Ксения не улыбнулась.

– Прости, я пошутил, как балда.

– Володя!

– Да.

– Часто видишь, как люди умирают?

– Довольно-таки.

– Как это было у тебя в первый раз?

– Учился в институте. Дежурный врач послал в палату констатировать смерть. Я не смог сразу подойти к койке с умершим. Это сделал старик, который лежал в той же палате. Я спросил: «Он умер?» Старик поглядел, кивнул. Но лучше всего делают нянечки – они и смерть определят, и глаза закроют, и руки сложат. Успокоят врача, если он еще совсем молодой.

– Володя!

– Да?

– Что такое иллюзии?

– Обман, я так понимаю. Ты – иначе?

– Нет. Так же.

– Почему спросила?

– Не знаю.

– Я же сказал, я балда. Но в природе есть и бессмертие – у одноклеточных, например. Вспомни, они размножаются делением. Значит, никогда не умирают.

– Как это?

– Трупа нет. Обман? Иллюзии?

– Твой автобус. Ты опоздаешь.

Володе показалось, что Ксения хотела, чтобы он от нее немедленно уехал. Номер автобуса был не Володин, но Володя все равно добежал до остановки и впрыгнул в автобус. С подножки с надеждой крикнул:

– Я оживитель!

И Ксения ему улыбнулась. Она тоже хотела подарить надежду себе и ему.

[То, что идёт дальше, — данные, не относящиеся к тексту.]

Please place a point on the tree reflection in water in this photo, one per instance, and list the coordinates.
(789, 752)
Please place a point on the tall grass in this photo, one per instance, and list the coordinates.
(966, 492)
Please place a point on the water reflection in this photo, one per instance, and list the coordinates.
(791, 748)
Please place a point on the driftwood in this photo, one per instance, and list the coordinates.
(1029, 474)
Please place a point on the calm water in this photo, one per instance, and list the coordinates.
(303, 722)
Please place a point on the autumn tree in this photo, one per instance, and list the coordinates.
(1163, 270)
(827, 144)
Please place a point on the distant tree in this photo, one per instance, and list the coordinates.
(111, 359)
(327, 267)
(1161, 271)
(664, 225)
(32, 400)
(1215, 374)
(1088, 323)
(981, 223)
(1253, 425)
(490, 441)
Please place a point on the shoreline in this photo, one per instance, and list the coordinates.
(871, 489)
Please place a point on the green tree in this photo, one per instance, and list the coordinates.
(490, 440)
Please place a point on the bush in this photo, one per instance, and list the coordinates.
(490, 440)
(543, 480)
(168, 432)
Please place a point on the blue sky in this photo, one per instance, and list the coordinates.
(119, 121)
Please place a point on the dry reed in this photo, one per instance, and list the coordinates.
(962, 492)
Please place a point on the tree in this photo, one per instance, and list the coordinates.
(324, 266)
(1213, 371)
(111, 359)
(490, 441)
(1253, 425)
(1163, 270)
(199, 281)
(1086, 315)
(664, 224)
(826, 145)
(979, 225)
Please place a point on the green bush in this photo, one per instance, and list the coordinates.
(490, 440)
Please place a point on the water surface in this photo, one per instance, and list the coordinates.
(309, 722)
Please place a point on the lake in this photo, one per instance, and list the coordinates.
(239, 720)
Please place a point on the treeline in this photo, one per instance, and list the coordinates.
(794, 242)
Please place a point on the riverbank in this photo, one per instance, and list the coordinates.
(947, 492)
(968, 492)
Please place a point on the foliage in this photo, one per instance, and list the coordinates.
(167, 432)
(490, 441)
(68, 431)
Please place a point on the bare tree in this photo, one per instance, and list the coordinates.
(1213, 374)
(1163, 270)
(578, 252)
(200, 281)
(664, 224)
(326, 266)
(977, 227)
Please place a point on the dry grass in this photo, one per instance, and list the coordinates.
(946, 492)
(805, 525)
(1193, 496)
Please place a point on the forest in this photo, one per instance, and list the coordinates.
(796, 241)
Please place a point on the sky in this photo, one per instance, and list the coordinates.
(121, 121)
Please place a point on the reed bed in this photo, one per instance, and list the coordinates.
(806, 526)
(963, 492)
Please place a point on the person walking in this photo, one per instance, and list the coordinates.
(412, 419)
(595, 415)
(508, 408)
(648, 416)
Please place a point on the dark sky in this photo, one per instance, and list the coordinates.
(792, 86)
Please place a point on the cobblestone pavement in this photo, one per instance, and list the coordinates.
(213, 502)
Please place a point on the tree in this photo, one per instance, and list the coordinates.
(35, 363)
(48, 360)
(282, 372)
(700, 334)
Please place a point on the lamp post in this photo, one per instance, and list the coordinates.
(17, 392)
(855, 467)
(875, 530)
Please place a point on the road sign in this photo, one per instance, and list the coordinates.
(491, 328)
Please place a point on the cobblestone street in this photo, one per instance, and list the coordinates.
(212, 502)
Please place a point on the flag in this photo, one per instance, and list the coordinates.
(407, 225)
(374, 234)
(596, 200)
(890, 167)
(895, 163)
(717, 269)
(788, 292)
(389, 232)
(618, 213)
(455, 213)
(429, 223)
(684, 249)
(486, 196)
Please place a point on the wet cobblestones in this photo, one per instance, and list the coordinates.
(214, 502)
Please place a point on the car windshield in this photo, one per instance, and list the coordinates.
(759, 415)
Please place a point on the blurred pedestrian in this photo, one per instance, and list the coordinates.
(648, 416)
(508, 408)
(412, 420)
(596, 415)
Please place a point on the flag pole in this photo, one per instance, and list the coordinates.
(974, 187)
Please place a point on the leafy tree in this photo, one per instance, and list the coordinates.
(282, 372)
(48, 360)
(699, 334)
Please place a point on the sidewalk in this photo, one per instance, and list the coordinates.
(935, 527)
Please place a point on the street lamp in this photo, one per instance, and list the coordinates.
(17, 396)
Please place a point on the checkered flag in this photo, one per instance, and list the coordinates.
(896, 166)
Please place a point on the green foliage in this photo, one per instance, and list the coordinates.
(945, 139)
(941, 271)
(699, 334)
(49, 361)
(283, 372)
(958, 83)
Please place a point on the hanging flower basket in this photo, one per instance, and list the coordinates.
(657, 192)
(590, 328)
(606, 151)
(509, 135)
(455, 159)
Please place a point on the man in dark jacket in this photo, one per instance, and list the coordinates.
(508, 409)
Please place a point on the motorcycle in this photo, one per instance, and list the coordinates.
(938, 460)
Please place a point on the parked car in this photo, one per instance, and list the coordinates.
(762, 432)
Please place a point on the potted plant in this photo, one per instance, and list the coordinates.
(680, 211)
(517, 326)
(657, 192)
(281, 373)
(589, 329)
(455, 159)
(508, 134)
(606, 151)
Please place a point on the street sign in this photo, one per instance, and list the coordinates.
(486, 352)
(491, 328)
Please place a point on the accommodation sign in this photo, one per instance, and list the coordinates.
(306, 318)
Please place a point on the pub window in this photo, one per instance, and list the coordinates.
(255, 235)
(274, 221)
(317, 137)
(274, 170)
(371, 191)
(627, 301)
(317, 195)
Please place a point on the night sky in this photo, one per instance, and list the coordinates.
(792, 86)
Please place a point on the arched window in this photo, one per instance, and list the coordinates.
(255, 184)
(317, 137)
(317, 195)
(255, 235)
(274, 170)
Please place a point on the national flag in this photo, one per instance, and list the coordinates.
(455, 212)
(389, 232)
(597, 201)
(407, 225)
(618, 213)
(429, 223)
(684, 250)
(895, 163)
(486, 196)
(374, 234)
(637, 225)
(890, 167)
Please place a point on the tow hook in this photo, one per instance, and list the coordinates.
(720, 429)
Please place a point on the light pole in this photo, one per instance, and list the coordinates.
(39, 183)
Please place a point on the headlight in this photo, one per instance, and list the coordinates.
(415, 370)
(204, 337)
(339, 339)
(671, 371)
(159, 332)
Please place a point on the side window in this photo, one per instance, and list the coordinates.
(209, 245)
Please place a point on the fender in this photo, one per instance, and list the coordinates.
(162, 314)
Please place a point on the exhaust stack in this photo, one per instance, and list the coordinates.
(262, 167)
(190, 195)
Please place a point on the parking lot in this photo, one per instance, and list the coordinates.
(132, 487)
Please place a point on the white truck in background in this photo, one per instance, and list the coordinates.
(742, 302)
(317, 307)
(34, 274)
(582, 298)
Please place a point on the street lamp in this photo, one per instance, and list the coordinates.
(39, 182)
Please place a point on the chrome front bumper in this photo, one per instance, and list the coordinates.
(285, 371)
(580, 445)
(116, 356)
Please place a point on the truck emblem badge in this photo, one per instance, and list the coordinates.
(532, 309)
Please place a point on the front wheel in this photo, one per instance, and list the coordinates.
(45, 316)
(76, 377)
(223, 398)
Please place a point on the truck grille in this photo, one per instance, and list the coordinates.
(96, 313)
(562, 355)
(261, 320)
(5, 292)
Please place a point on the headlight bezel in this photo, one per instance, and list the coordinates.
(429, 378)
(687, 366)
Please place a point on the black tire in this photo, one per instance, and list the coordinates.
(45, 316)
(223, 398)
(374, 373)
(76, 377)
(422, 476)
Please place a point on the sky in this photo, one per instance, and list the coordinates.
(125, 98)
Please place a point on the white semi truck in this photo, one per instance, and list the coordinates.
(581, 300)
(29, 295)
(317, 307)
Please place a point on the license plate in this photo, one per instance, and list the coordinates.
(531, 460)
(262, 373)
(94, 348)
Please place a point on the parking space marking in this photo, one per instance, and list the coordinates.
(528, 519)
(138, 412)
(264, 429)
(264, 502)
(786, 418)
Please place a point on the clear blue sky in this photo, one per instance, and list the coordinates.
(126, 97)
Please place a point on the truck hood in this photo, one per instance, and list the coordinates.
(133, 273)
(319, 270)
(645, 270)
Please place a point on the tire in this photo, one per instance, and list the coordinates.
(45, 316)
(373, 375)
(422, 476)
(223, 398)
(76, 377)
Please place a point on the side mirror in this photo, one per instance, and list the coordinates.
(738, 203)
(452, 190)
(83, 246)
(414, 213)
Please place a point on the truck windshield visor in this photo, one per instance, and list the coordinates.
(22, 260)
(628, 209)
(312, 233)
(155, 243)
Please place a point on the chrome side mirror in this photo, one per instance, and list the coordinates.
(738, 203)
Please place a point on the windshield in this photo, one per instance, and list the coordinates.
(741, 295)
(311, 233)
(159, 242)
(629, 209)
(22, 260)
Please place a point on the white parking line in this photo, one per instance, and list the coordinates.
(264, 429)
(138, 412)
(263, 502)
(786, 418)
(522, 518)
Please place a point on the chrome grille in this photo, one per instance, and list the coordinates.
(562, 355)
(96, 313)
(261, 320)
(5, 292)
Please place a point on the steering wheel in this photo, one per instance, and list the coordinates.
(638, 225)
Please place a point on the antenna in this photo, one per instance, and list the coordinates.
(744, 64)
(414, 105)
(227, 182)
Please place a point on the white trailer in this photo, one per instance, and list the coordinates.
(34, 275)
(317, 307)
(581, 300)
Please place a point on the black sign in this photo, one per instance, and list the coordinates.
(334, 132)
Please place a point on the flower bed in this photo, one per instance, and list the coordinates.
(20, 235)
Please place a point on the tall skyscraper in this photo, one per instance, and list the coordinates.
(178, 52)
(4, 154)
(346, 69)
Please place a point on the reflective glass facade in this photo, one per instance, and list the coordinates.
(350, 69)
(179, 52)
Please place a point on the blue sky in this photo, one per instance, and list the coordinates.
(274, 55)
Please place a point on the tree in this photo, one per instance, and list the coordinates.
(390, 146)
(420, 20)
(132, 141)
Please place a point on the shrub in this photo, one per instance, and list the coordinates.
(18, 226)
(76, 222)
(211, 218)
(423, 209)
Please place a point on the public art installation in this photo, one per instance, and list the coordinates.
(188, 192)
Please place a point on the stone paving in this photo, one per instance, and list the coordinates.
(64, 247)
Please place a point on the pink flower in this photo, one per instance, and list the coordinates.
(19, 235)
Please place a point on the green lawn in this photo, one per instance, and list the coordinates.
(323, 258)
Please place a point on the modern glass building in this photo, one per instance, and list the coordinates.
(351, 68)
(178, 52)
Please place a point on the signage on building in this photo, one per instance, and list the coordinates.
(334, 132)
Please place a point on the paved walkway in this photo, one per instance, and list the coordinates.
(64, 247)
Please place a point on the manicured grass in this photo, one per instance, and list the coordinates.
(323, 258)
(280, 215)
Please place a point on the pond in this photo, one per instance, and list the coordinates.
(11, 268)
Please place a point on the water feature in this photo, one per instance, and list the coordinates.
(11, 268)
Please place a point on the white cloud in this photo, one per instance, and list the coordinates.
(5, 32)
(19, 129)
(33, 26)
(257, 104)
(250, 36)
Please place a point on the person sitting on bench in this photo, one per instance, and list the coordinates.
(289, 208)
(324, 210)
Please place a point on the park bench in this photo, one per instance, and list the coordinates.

Ксения вошла в библиотеку. Около книг, которые она недавно получила в коллекторе, возились Инна Швецова и еще две девушки: пультовщица с третьей печи Катя Мартынова и Сима Воробьева из отдела главного механика. «Многих уже знаю на заводе, – подумала Ксения. – Незаметно врастаю».

– Ранние посетители, – сказали девушки.

– Разгребаете затор?

– Мы добровольцы.

Ксения отправилась к себе за столик. Зажгла над столом лампу, опустила на абажур ладони, чтобы согрелись. И так пока стояла, не двигалась. К ней подошла Инна Швецова.

– Увольняетесь?

– Откуда ты знаешь?

– Говорят.

– Еще не решила. Все объясню потом. Если сумею.

– А я буду жаловаться.

– Кому?

– В кадры. Вы знаете, кто вы?

– Кто же?

– Летунья. – И непонятно было, сказала это Инна серьезно или нет.

– Инна…

– Не буду. Не сердитесь. – Инна уже обнимала Ксению за плечи. – Вы категорически честная, но только я вас не понимаю.

«А я себя понимаю?» – хотела сказать Ксения, но не сказала.

Инна Швецова первой встретила Ксению на заводе, когда Ксения явилась по объявлению. Очередной необъяснимый поступок. Возражение себе. Инна помогала освоиться, познакомила с читательским активом, с ребятами. Помогала создавать филиалы библиотеки в цехах, доставала помещения, плотников для оборудования, искала вот таких добровольцев, которые помогают ей сейчас. Инна была на три года младше Ксении, но в оценке событий в жизни всегда имела одно и окончательное мнение. Чувствовала себя легко и прочно, как бы воплощала в себе простоту и согласованность.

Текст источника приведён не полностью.